Maserati Ghibli swoją nazwę zawdzięczało gorącemu wiatrowi Sahary. Design pracowni Ghia miesza się tu z mechaniką Giulio Alfieri, wykorzystującą najlepsze zdobycze ówczesnej techniki. Szczególnie zdumiewające jest w wersji Ghibli SS, ze swoimi 355 KM i pojemnością 4,9 litra, kipiące mocą, lecz przyjazne dla kierowcy. Produkcja tego wspaniałego modelu zakończyła się 1972 roku z wynikiem 1280 egzemplarzy. Wystawiony na aukcję okaz renowację przeszedł na początku lat 90-tych. Wciąż wygląda znakomicie i posiada „matching numbers”, choć niesamowity kolor nadwozia Rosso Cordoba nie jest oryginalny. Wóz wyceniony został na ok. 220-260 tys. funtów, a sprzedany za 203100 GBP.

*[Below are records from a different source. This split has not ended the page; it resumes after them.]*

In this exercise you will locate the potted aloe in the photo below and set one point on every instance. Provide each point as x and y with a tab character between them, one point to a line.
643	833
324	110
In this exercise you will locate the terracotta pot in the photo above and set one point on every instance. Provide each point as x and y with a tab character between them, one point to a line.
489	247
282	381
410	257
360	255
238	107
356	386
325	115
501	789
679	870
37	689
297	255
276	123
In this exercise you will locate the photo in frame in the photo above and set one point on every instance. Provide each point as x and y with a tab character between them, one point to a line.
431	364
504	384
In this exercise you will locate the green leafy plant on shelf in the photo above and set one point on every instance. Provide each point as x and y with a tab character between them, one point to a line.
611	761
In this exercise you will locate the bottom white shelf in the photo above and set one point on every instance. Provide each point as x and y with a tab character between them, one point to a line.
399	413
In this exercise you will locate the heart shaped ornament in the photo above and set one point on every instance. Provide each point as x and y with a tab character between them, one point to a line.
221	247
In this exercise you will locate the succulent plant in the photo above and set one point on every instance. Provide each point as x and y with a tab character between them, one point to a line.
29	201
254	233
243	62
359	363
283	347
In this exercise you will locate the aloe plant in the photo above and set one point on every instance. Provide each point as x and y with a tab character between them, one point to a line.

Bardzo ceniony na rynku, angielski dom aukcyjny Bonhams, 4 grudnia przeprowadzi aukcję, której przedmiotem będą ciekawe samochody klasyczne oraz klika nowszych perełek. Aukcja otrzymała nazwę „The Bond Street Sale”, od głównej ulicy handlowej zachodniego Londynu. Wybraliśmy klika ciekawych okazów, których opisy możecie zobaczyć na naszej stronie.


Lot 23
£220,000 – 260,000
PLN 1,200,000 – 1,400,000
14:30 GMT


1971 Maserati Ghibli SS 4.9-Litre Coupé
Chassis no. AM115/49.1956
*Delivered new in Italy
*Left-hand drive
*Restored by Bill McGrath in the early 1990s
*Concours winner

The Ghibli was Maserati’s first supercar. Launched in 1966 and named after a hot wind blowing across the Sahara Desert, the Ghibli was styled was by the young Giorgetto Giugiaro, then working at Ghia, while the mechanical design was the work of Maserati’s chief engineer, Giulio Alfieri.

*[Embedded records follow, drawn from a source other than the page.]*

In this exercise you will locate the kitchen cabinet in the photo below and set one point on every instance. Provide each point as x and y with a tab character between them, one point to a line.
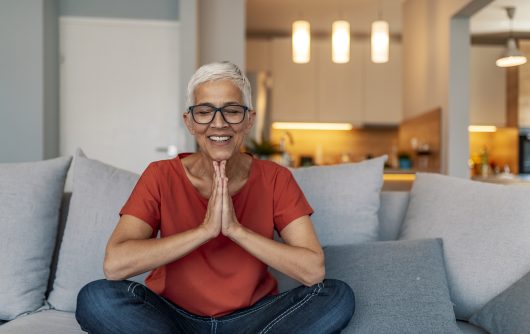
383	88
524	87
294	97
339	86
487	99
358	92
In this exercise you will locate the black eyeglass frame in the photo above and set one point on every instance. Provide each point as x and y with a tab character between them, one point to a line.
215	110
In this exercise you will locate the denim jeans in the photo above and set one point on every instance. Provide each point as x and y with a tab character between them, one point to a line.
129	307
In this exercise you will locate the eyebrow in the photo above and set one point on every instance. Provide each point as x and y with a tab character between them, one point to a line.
224	105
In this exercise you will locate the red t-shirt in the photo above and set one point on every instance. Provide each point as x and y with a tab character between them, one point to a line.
219	277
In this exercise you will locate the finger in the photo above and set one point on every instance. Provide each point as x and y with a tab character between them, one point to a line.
223	168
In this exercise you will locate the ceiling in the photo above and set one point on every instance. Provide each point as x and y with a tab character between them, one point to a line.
276	16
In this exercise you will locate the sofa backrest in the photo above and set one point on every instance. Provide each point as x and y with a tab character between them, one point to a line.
391	214
392	211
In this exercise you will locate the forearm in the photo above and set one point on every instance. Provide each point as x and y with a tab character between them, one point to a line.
133	257
300	263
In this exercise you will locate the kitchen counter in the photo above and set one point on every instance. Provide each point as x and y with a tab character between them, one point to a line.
507	179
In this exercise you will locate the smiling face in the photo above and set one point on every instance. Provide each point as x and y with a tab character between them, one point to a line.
219	140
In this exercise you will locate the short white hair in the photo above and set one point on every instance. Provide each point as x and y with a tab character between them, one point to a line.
223	70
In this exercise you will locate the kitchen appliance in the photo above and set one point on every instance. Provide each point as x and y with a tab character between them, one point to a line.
524	151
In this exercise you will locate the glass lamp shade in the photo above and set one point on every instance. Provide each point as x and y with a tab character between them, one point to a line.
301	42
340	42
512	56
380	40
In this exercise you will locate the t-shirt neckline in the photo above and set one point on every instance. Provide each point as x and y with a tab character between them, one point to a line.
189	184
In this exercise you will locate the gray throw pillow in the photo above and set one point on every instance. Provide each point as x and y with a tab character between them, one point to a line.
508	312
486	232
30	197
345	200
99	192
399	286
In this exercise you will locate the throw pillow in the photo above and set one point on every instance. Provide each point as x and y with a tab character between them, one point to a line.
30	197
485	228
99	192
399	286
508	312
345	200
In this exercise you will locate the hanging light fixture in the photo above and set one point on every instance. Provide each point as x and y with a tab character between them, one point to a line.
512	56
301	42
380	40
340	42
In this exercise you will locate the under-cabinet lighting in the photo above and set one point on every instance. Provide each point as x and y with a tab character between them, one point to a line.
482	128
311	126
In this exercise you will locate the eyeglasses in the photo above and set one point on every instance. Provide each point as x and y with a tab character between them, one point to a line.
204	114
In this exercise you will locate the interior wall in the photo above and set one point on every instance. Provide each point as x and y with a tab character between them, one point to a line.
129	9
222	31
436	70
23	35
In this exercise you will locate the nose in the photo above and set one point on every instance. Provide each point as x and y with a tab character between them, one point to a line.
218	120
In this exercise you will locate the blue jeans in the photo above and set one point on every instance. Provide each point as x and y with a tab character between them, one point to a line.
129	307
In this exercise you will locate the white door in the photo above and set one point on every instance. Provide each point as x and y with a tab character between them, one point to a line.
119	94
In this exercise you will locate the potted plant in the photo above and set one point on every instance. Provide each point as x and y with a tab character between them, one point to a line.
405	160
263	149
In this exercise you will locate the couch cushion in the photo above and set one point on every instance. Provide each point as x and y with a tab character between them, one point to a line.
45	322
99	192
399	286
30	196
508	312
393	208
468	328
345	200
485	228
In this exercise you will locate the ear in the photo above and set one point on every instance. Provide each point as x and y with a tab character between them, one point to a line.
189	122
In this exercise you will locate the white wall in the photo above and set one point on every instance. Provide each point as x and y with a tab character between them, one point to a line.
222	31
436	71
28	80
488	86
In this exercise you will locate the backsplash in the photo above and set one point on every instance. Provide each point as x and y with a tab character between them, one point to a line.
331	147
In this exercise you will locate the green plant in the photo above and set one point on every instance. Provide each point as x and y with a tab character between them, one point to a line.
265	148
404	155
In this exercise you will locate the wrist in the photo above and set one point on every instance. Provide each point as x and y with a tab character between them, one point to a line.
236	232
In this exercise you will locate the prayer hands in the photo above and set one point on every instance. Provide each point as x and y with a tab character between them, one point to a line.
220	214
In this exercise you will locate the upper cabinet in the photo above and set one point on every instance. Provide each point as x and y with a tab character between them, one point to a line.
383	88
358	92
487	87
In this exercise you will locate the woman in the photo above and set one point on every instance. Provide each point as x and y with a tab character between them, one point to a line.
216	211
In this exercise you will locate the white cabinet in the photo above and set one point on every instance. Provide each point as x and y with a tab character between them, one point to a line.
357	92
294	97
339	86
487	87
383	88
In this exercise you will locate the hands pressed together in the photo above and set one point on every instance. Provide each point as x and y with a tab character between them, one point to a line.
220	215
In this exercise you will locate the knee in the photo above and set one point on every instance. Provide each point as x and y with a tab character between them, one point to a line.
94	296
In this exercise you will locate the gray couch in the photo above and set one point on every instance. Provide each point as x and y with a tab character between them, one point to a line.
391	213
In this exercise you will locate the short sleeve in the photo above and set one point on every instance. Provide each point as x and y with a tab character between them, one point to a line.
289	200
144	201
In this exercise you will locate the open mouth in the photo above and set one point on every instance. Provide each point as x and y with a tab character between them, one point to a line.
219	139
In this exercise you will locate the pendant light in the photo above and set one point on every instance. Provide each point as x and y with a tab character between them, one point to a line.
301	42
380	40
512	56
340	42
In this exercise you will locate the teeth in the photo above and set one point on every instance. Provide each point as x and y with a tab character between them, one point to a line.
219	139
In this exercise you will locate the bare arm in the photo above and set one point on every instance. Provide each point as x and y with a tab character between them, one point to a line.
131	250
301	257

Featuring a dry-sump version of Maserati’s quad-cam V8 engine, necessary to squeeze the engine under the low bonnet line, Alfieri used a 4.7-litre version initially but from 1970 a 4.9-litre version became available, known as the 'SS’ and producing 335bhp at 5,500rpm. For the running gear, Alfieri used his experience to choose the best of proprietary parts: five-speed gearboxes and power steering from ZF; double wishbone front suspension from Alford & Alder; and a Salisbury live axle at the rear.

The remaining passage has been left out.